Given the economic realities, competitive pressures and employee egress, executives and those who look to them for counsel would be delighted to see a steadier business cycle if such a thing exists.

The opportunity to retain employees will bring optimism. It will be possible to make commitments. We would embrace the possibility of stable employee retention, strong growth and sustainable profits.

This may not be possible in the context of the larger economy. However, it is entirely possible for the few strong-willed business leaders who are serious about growth.

For others who doubt this opportunity, it is true some businesses do succeed despite complete inefficiencies. Dynamic economies bear proof of such bizarre success. The same economic dynamism destroys a lot more companies.

Though rocky economic conditions test the determination of businesses, many companies simply neglect the investment needed to shape executives.

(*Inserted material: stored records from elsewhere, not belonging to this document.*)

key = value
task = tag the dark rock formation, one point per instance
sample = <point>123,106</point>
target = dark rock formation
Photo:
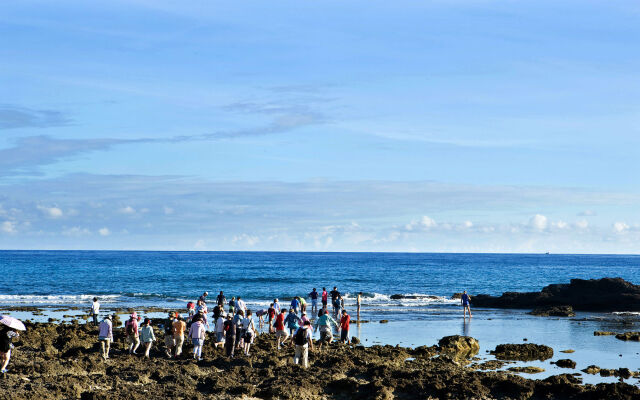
<point>604,333</point>
<point>523,352</point>
<point>566,363</point>
<point>527,369</point>
<point>459,346</point>
<point>606,294</point>
<point>634,336</point>
<point>553,311</point>
<point>62,362</point>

Let there be no doubt that the senior executive's primary role is to motivate and develop capable employees who, in turn, generate revenue and profitability. However, many struggle to keep their people motivated on a daily basis.

winning them over

Today, coaching employees to drive business functions is routinely disregarded by most organisations. Why is this so?

Senior executives still operate with the old mind-set. Business functions are not task-driven, repetitive functions any more. These functions have become automated, while other functions needed to ‘get things done' have become complex. Senior executives need to re-design these functions to develop capabilities for growing tomorrow's business.

Some senior managers disregard the need to coach employees because they lack realistic management experience. Coaching is an integral part of core management skills — as every business school would teach.

Another section of managers have adequate management exposure, yet they do not want to take on the burden. Instead, they shift blame on the industry, location, customers or employees. “For a long time in my career I was led to believe the customer was the problem in sales. If he was not the issue, then we would blame the salesperson,” said Mr Raghuram, CEO of a leading business intelligence and data mining company.

How do some companies seem to motivate employees better than others? And these are invariably the same companies that perform consistently well in good times and bad. So what unexplained magical force wakes up their spirit every morning?

The answer turns out to be the way in which senior executives shape the work environment — a joint morning coffee break, the first 30-minute ritual, or something else. Here again, oddly enough, some CEOs unintentionally persuade unhealthy behaviour — gamesmanship. Others push the workforce to accept meaningless goals. Most expect outcomes that employees hardly understand, let alone know how to complete such tasks.

Crafted coaching drives motivation and long-term executive retention. Why is executive coaching important for talent retention? The end-result of focused handholding tells the whole story.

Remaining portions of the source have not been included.